Remarqué par Jean-Paul Montanari, le jeune chorégraphe présente en 2010 Sauce, premier volet d’un triptyque qui s’inspire de son parcours personnel, ingrédient primordial de la recette Kabouss. « Je suis incapable de raconter ou d’imaginer ce que je n’ai pas vécu », avoue le chorégraphe qui peut passer une après-midi en terrasse de café, juste pour observer les gens.

Le métissage comme ADN
Tout comme le hip-hop se nourrit de multiples influences, Hamid El Kabouss se frotte à toutes les cultures. Un film avec Charlie Chaplin ou Buster Keaton, un livre de Tahar Ben Jelloun, un graffiti ou une fresque, du jazz ou de l’électro… l’éclectisme l’inspire.
« Toutes ces références me ramènent au mouvement », dit-il simplement. Parfois c’est du grand écart comme lorsqu’il crée, pour l’Opéra national de Montpellier, la chorégraphie de La boîte à joujoux de Claude Debussy, succès phénoménal qui sera suivi en 2017, des 4 saisons… remix.
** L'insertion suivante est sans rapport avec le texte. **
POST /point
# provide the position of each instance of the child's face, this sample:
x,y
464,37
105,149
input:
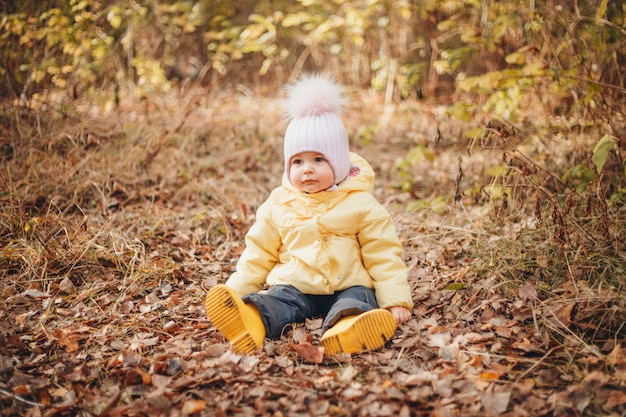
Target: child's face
x,y
310,172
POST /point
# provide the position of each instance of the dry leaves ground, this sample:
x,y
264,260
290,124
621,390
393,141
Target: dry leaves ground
x,y
115,224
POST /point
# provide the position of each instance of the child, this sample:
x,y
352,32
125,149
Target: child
x,y
321,243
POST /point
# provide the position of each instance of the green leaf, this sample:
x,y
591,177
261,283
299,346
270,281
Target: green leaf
x,y
601,152
459,111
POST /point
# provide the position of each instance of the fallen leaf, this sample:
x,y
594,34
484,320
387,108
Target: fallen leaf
x,y
616,398
495,402
193,406
527,292
308,352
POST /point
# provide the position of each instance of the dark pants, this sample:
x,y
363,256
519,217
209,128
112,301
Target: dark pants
x,y
282,305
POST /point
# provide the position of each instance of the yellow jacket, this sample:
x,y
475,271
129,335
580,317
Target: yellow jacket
x,y
325,242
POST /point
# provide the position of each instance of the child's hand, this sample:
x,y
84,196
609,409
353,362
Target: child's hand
x,y
401,314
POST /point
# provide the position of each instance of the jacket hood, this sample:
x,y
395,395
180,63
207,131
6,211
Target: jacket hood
x,y
360,178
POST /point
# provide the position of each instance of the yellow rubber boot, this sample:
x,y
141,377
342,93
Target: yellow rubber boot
x,y
239,322
365,331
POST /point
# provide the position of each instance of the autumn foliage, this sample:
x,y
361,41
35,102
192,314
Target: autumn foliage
x,y
137,140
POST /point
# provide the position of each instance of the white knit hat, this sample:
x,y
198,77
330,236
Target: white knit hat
x,y
313,105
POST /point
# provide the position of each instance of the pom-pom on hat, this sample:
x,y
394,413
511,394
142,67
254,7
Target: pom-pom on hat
x,y
313,105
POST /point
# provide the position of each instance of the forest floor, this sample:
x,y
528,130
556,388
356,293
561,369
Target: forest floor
x,y
115,224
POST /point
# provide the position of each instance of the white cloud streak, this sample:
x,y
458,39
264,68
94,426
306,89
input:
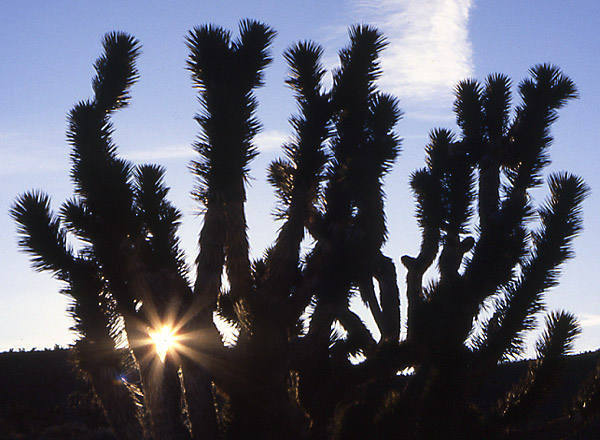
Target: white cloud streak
x,y
270,141
429,48
266,142
589,320
161,153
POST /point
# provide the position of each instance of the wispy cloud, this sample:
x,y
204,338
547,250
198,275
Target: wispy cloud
x,y
429,49
266,142
270,140
589,320
27,161
161,153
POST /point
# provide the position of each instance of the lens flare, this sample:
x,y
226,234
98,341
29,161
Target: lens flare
x,y
163,339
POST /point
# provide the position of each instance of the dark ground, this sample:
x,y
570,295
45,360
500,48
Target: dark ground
x,y
42,397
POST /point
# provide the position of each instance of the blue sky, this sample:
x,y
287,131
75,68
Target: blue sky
x,y
47,50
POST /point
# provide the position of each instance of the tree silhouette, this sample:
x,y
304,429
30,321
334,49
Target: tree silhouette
x,y
289,373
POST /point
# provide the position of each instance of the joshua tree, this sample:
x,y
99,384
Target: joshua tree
x,y
147,339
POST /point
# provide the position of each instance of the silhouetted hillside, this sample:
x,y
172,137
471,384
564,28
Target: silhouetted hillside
x,y
42,397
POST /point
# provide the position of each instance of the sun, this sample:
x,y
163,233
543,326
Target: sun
x,y
164,339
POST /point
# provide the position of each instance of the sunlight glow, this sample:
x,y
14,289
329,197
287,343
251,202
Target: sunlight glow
x,y
163,339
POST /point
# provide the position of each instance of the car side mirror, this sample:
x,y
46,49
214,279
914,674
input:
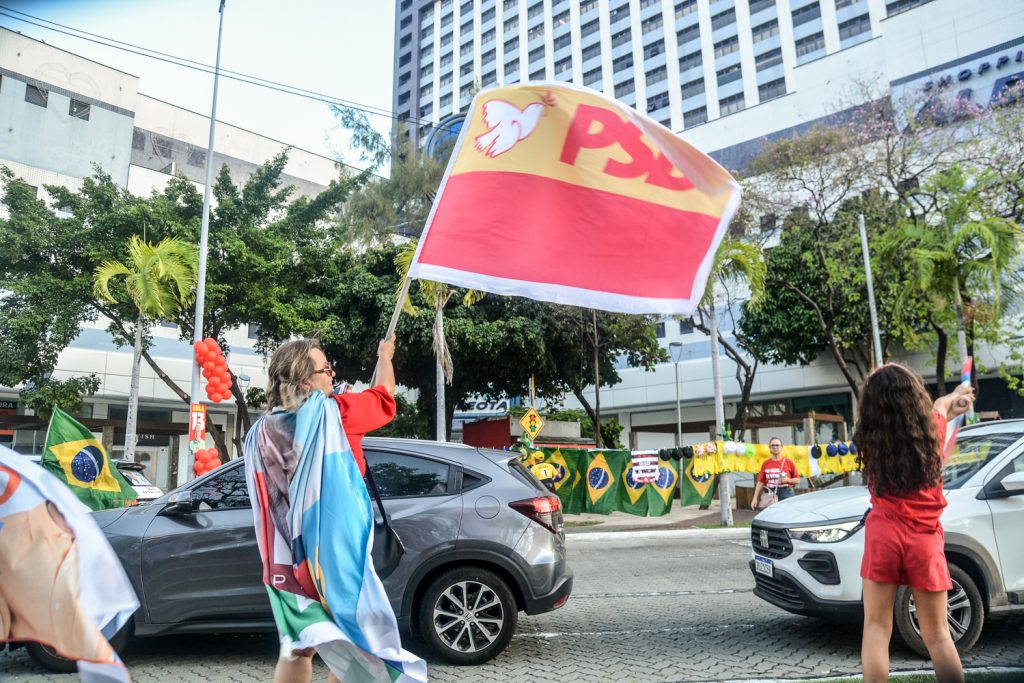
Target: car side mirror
x,y
1014,482
179,504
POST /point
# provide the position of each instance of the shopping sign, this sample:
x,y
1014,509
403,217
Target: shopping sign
x,y
531,423
197,423
560,194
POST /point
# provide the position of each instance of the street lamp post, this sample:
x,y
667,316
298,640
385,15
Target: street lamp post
x,y
676,354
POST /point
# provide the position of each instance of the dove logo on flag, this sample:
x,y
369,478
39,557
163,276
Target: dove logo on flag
x,y
507,124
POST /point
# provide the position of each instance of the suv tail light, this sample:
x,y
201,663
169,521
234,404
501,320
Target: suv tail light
x,y
545,510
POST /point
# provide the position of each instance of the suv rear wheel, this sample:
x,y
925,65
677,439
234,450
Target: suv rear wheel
x,y
966,613
467,615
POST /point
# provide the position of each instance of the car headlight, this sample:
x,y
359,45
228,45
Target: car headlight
x,y
826,532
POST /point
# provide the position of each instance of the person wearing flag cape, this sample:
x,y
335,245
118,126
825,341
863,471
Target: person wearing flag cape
x,y
314,524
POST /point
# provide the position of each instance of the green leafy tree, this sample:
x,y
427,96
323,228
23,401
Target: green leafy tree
x,y
159,280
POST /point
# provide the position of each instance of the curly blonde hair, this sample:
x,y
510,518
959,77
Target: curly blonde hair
x,y
290,370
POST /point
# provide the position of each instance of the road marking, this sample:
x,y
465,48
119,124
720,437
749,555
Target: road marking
x,y
658,594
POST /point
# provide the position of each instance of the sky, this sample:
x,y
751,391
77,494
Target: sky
x,y
342,48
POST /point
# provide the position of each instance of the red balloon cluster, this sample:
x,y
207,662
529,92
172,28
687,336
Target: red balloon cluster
x,y
206,460
215,370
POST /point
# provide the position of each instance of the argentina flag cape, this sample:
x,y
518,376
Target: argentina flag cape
x,y
68,591
314,528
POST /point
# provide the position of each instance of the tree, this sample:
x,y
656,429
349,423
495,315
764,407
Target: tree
x,y
159,279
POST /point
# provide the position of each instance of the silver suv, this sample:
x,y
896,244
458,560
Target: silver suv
x,y
478,529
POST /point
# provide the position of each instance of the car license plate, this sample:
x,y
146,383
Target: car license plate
x,y
764,565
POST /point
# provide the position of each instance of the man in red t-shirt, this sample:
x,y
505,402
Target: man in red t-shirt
x,y
777,473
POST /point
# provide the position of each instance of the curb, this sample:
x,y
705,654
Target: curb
x,y
740,532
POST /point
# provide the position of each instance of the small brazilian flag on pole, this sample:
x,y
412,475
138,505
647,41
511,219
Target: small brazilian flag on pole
x,y
74,456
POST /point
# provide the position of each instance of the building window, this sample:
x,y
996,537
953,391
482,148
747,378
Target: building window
x,y
768,59
810,44
765,31
688,34
727,46
36,96
656,75
771,89
729,74
692,88
723,19
651,24
692,60
653,49
685,7
656,102
621,38
79,110
730,104
197,157
898,6
806,13
854,27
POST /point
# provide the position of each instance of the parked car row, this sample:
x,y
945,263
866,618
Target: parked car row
x,y
479,531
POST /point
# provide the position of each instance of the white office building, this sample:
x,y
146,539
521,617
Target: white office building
x,y
726,75
60,115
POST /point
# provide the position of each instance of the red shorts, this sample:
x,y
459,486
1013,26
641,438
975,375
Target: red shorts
x,y
894,553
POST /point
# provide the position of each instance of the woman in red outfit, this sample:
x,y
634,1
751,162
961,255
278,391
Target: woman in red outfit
x,y
899,437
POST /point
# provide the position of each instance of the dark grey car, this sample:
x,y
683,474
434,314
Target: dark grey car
x,y
479,531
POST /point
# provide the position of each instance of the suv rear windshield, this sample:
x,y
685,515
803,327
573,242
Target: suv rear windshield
x,y
973,451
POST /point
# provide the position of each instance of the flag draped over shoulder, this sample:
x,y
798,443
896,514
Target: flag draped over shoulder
x,y
74,456
314,528
66,590
560,194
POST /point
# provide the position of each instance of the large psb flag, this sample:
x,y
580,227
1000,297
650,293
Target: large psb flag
x,y
588,202
660,491
695,488
60,583
75,457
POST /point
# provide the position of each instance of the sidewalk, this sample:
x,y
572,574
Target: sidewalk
x,y
679,518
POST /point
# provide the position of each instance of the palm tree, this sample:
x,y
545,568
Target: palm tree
x,y
438,294
160,280
964,259
734,259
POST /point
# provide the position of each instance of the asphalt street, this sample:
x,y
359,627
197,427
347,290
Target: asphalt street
x,y
650,606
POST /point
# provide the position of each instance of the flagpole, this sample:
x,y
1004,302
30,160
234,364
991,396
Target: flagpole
x,y
205,232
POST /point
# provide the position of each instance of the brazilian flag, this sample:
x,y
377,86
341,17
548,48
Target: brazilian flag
x,y
695,489
660,491
633,495
603,480
74,456
566,481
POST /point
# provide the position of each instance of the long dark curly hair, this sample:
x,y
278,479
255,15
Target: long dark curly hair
x,y
897,445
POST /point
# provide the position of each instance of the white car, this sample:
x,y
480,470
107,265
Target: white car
x,y
807,549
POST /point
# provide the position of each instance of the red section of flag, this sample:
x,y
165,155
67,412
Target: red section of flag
x,y
535,228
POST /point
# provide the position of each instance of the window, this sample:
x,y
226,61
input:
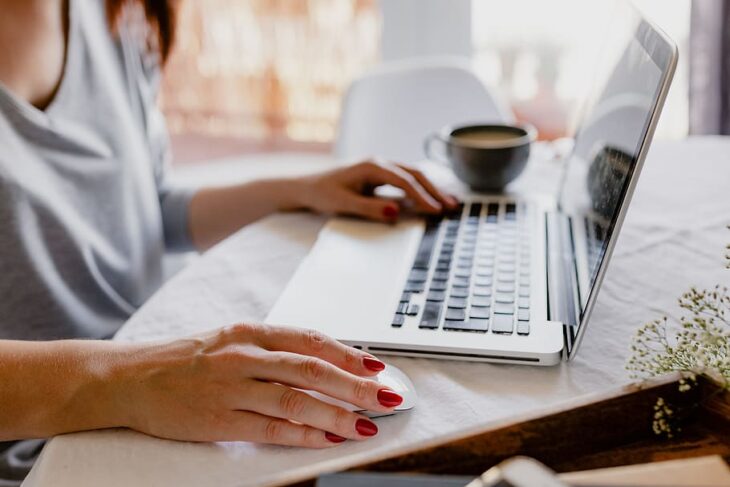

Entre-temps, il inaugure la ligne 4 du tramway de Montpellier avec Barok, chorégraphie hip-hop sur fond de musique baroque avec 20 danseurs et circassiens. « J’ai adoré », s’exclame-t-il. C’est en voyant son travail que Denis Lafaurie, directeur du Cratère, scène nationale d’Alès, lui propose d’être chorégraphe associé.
« Le Cratère mène des actions de médiation pour sensibiliser le public alésien. La transmission est primordiale, sans cela, la création se cristallise. Mais cela va dans les deux sens : ce que je propose dans les ateliers m’aide à préparer mes prochaines pièces. J’aimerais pouvoir toucher un public empêché qui n’a pas l’habitude de venir au théâtre. Récemment, nous avons invité des enfants de la Paillade à l’Opéra Comédie. Un gamin est venu me voir et m’a dit : je n’ai rien vu du spectacle, je n’ai fait que regarder la salle (…). J’ai trouvé ça génial ».
L’an dernier, Hamid El Kabouss était en repérage au Mexique pour Séduction, sa nouvelle création. Une chorégraphie pour cinq danseurs mexicains, qui se croisent, se rencontrent, se côtoient et évoluent autour d’une table symbolisant un mur (entre USA et Mexique), un bar (convivialité, échanges…) ou un cadre (une majorité des jeunes Mexicains vivent chez leurs parents). Déjà jouée au Mexique, la pièce sera présentée en novembre prochain en France, au Cratère et au Théâtre Jean Vilar. D’ici là, pas question de s’arrêter. Hamid el Kabouss projette d’écrire l’histoire de sa mère. Un retour aux racines avec en toile de fond l’humain. Encore et pour toujours.